Visite à Karlshorst le 18 mai 1949

En compagnie de Monsieur Barillot, Chef du Service français des Restitutions en zone soviétique, du Capitaine Verneau et de Mr. De Vojod, interprète de Russe, nous avons été reçu par le Colonel Ovtschimnikow qui dirige la Division Réparations & Restitutions en zone soviétique, par Mr. Neditech, Chef des Services Restitutions & Réparations soviétiques dans les zones alliées et par les Capitaines Ignatiew et Olendar appartenant à la même organisation.
Mon intention en allant à Karlshorst était de demander aux Soviétiques la restitution des différentes œuvres d'art que nous leur avions signalées comme étant d'origine française. Tous ces objets d'art avaient été nettement situés par nos recherches, soit à Berlin, soit en zone soviétique et les adresses de localisation étaient portées sur les « Claims » officiels adressés à Karlshorst.

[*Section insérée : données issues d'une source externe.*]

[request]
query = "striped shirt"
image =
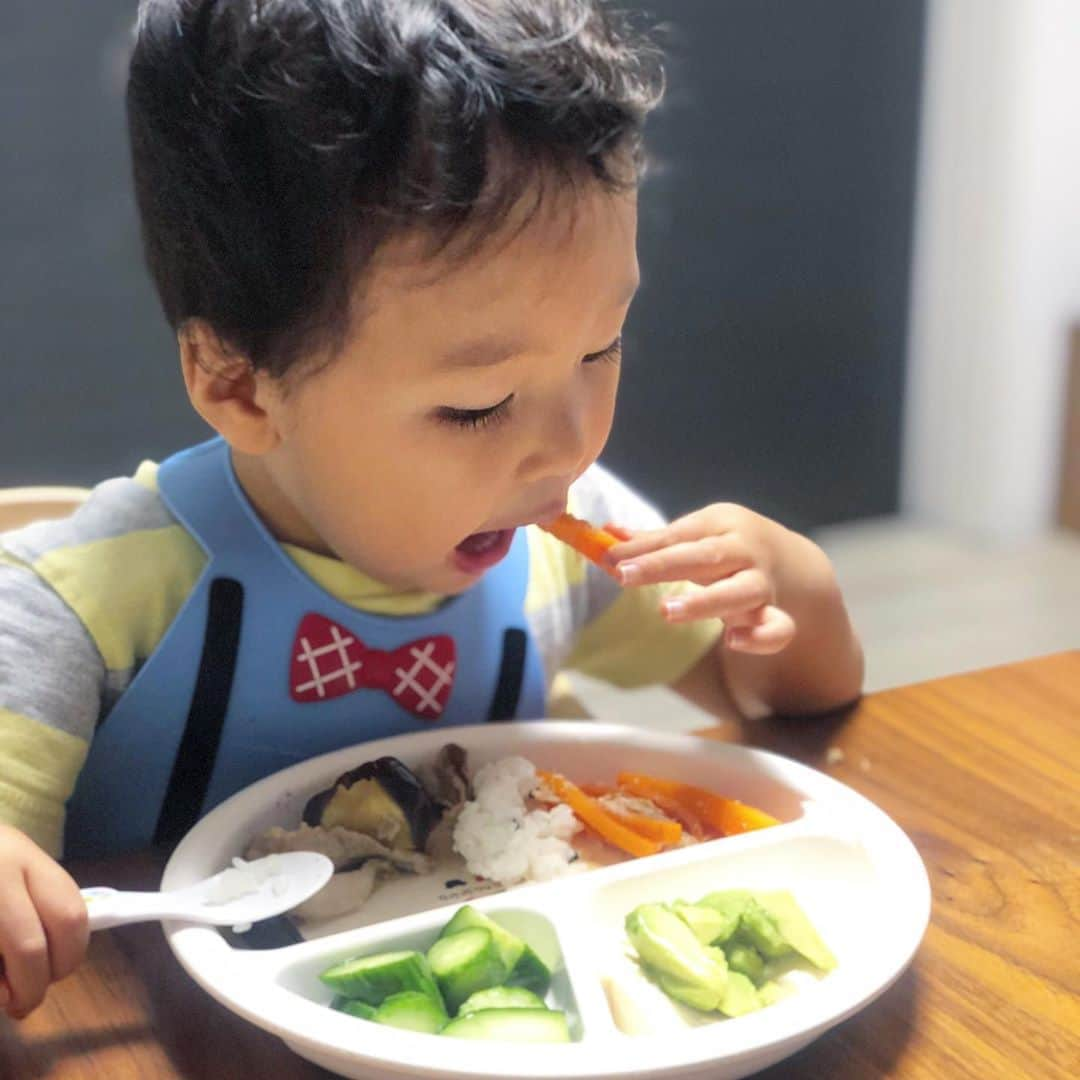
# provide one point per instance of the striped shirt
(85, 601)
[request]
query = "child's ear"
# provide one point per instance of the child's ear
(232, 397)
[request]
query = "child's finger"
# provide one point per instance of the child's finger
(24, 949)
(63, 914)
(618, 531)
(738, 599)
(696, 526)
(702, 562)
(772, 634)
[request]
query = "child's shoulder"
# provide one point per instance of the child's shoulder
(122, 564)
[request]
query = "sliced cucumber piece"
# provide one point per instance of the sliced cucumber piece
(468, 918)
(523, 963)
(466, 962)
(353, 1008)
(530, 972)
(511, 1025)
(373, 979)
(414, 1011)
(501, 997)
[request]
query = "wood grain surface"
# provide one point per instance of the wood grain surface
(981, 770)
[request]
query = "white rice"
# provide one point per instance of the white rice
(501, 839)
(243, 878)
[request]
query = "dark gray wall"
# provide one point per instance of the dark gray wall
(88, 365)
(765, 353)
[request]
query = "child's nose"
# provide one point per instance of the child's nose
(559, 446)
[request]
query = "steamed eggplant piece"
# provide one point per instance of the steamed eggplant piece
(381, 798)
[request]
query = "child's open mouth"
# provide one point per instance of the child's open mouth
(482, 550)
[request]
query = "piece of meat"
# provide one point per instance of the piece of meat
(343, 847)
(345, 892)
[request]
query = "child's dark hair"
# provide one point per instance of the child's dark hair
(278, 143)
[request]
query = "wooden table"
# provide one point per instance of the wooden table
(982, 772)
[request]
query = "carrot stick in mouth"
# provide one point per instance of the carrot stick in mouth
(586, 539)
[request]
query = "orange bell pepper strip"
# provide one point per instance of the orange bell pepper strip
(590, 541)
(597, 819)
(727, 817)
(669, 833)
(595, 790)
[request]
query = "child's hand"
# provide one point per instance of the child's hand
(736, 554)
(43, 928)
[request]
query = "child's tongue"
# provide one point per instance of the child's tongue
(482, 550)
(480, 542)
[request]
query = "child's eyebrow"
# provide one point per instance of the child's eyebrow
(489, 351)
(483, 352)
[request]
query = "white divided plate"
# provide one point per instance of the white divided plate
(851, 869)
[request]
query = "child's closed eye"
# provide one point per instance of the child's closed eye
(611, 353)
(473, 418)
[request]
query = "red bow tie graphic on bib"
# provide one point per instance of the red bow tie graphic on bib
(328, 661)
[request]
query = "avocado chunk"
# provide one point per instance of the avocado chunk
(796, 929)
(745, 959)
(670, 948)
(758, 927)
(710, 925)
(740, 996)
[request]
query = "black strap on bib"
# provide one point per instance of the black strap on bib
(508, 690)
(210, 702)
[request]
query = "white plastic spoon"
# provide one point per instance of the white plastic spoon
(235, 896)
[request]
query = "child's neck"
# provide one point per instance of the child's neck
(285, 523)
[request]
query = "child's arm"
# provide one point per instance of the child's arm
(43, 928)
(788, 646)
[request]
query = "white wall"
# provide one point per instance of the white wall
(997, 265)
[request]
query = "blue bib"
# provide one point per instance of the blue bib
(262, 667)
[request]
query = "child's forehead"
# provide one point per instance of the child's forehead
(545, 257)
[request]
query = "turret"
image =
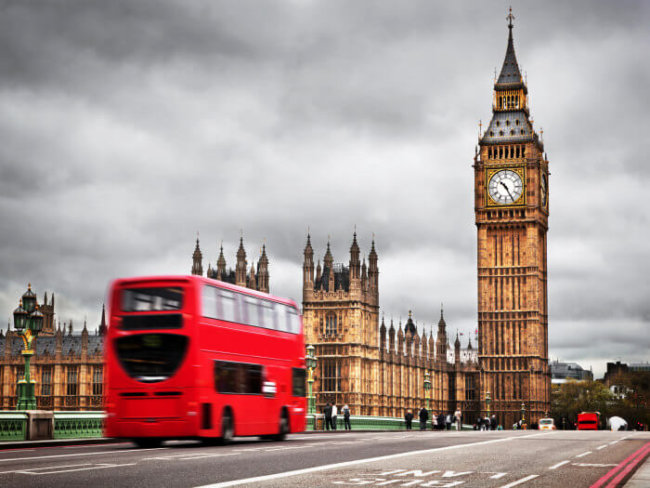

I. Affaire des œuvres d'art de la Reichsbank

Mes premières questions portèrent sur les œuvres d'art enlevées de France par le Dr. Funk, ancien président de la Reichsbank. Il s'agissait d'une centaine de pièces importantes, statues, peintures, meubles, tapisseries, argenteries, qui avaient été mises à l'abri dans les caves blindées de cet important immeuble construit par Hitler dans la Kurstrabe et qui est devenu actuellement le siège du Stadtkontor, établissement financier sous Contrôle soviétique.
Un interrogatoire du Dr. Fuhl, directeur de la Reichsbank, m'avait apporté la confirmation que jusqu'à la bataille de Berlin les œuvres d'art étaient intactes et avaient été mises en sécurité dans les caves blindées de ce bâtiment.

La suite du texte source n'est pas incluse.